There are several aspects to consider when looking at investing for the 2H:21. Here are a few major concerns:

  1. Inflation – Higher costs could mean lower profits. Lower earnings implies lower valuations which in turn, means lower stock prices.

  2. Fed scales back bond buying – Next Fed meeting is July 28th. All eyes and ears will be on the messaging from the Fed.

  3. Sector growth – 1H:21 has seen a rotation from growth to value and now back to growth.
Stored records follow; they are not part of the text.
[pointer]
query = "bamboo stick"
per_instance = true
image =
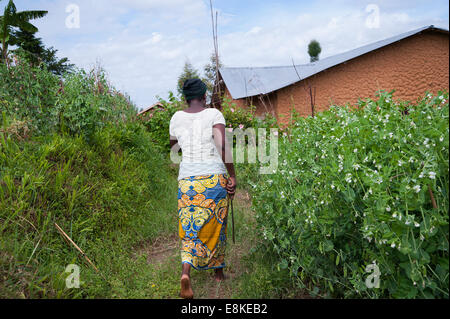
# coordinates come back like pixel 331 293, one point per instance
pixel 69 240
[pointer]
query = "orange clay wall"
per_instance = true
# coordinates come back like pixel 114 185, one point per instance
pixel 411 67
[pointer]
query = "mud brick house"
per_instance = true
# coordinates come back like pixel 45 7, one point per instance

Which sector will see appreciation in 2H: 21?

Future Wealth’s View

Just last week, we had made a compelling case to take money out of bank accounts and invest in the stock market. As if on cue, the stock market roared to all time highs.  The concerns facing the market, stated above, are all valid. In many ways, the Fed controls the market direction now. And it behooves them to not start cautioning the market of runaway inflation. Fed chair Powell knows this and we fully expect him to play along with the optimism shown in the stock market this week. As such, we do not expect any alarming comments to be made in the upcoming Fed meeting.

But, that does not mean that other Fed members will not be making brash statements to the press to take the stock market astray for a day or two. As always, we recommend that investors remain patient and let their investments work over the long term. Best course of action for investors in July is to take a beach holiday or visit parents/grandparents you have not seen in awhile. That is time better spent than monitoring your portfolio on a daily basis.